恋…後編…-3
「よくこんな店知ってましたね」
一巳は感心して亜希子に訊いた。
「以前は街を散策するのが趣味だったの。その時、見つけてね」
一巳達は10分足らずでホット・ドッグを片ずけると、
「さあ、メイン・イベントに行くわよ!」
と、亜希子に急かされて連れて行かれた場所は百貨店の3階にあるイベント・ホールだった。その入口には大きな看板で"ジャズ・セッション"と書かれている。
一巳は看板をさしながら、
「これって…」
「言わなかったっけ?私がジャズ好きだって…]
確かに彼女のクルマからはジャズがよくかかっていたが、まさかファンだとは……
「このために僕を?」
一巳の問いかけに亜希子は屈託のない笑顔で、
「そうよ。好きなモノは共感したいじゃない]
と、言われて複雑な心境の一巳だったが、
(まあ、亜希子さんが好きなら…)と、彼女の誘いを承諾した。
会場に入る。開演30分前だったが、指定席なので空いている。そこは10列目のほぼ中央で、ステージが一ぼう出来る絶好の場所。
「よくこんな席取れましたね」
「言わなかった?私、このクラブ会員なの。だから優先的に買えるのよ」
それだけの理由で取れる場所じゃない。よほどのコネか運がなければ。
薄暗かった場内がフッと真っ暗になる。ドラムがリズミカルに音を刻む。サックス・ホーンが旋律を奏でる。幕が上がると同時に照明が輝く。開演だ!
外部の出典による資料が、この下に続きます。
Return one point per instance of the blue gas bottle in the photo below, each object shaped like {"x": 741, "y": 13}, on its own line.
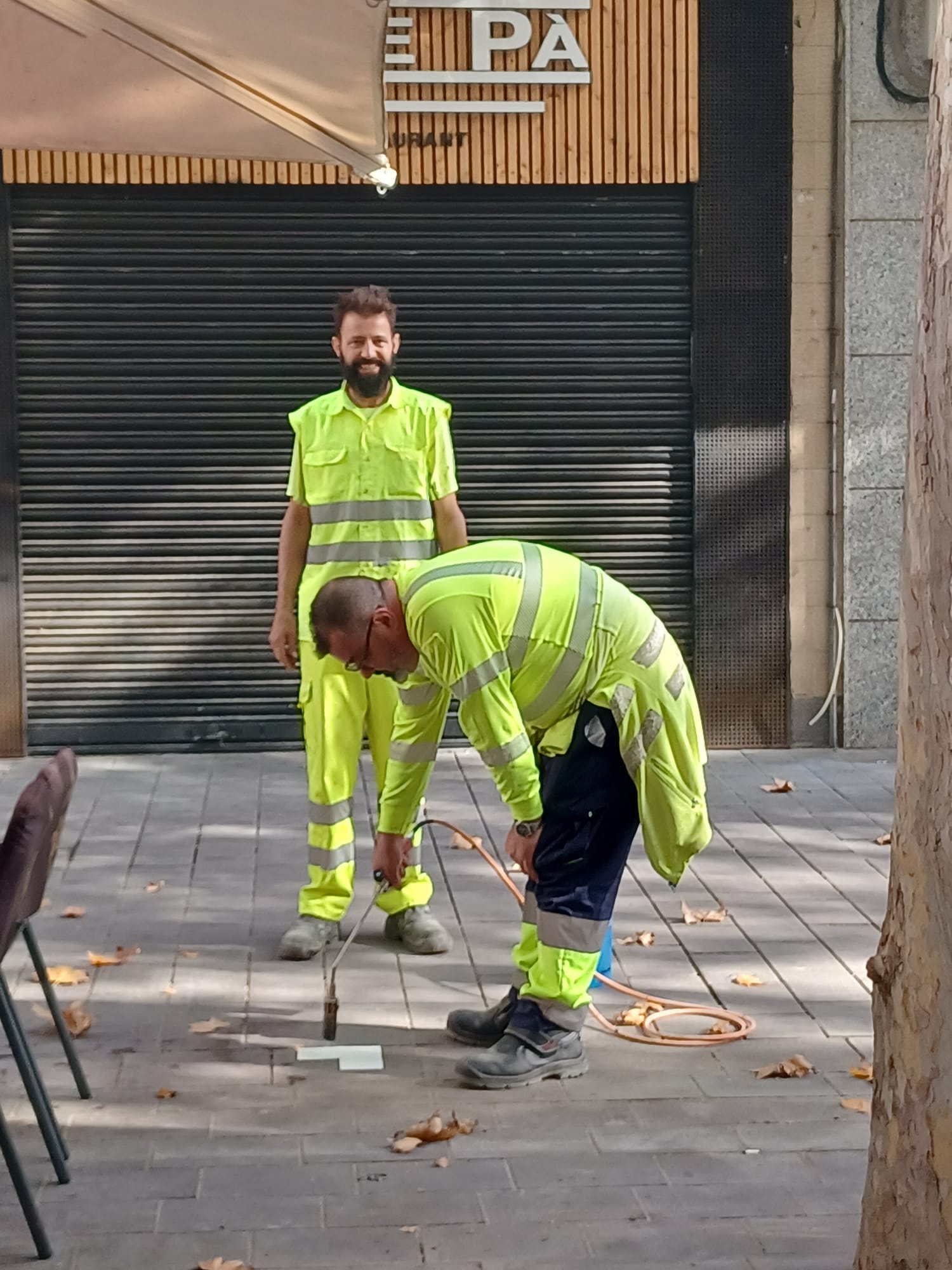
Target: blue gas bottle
{"x": 605, "y": 958}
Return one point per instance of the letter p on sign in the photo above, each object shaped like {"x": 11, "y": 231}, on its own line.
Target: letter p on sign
{"x": 486, "y": 43}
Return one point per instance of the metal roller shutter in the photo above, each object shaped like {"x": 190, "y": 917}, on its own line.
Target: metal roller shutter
{"x": 162, "y": 337}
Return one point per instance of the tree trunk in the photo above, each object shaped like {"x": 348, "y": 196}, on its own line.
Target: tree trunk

亜希子が拍手を送る。一巳も彼女を見ながら真似る。黒人の男性ボーカリストと同じく黒人女性のハーモニスト。
アップ・テンポな伴奏に併せてボーカリストは陽気に歌う。亜希子同様、他の客達もテンポに併せて手拍子を送る。
最初の曲が終わる。客は心を奪われたように拍手喝采。もちろん亜希子もそうで、もはや一巳の存在は頭の中から"消えた"様子だ。
二曲目は一転、スロー・テンポにピアノだけの伴奏で女性ハーモニストが歌う。その歌声は悲哀に満ちた情感をメロディに刻み込むようだ。ジャズというよりゴスペルだ。
歌はすべて英語で、もちろん一巳は言葉の意味など理解していない。しかし、一種の感動を覚えた。黒人の歌に。陽気なナンバーを奏でようとも、彼等の"哀しみ"を感じさせる歌声に。それは彼等のバック・ボーンにある"生きざま"を表しているだろうと。
一巳もいつしか亜希子の存在を忘れ、酔いしれていた。あっという間の2時間だった。彼はいつの間にかメンバーへ、あらん限りの賛辞を拍手に乗せていた。
亜希子の部屋に戻った。時刻は午後11時……
二人とも部屋で座り込んでぼーっとしている。まだ余韻にひたっているようだ。
「良かったですね。コンサート」
「………」
亜希子はまだ"アッチの世界"にいるようだ。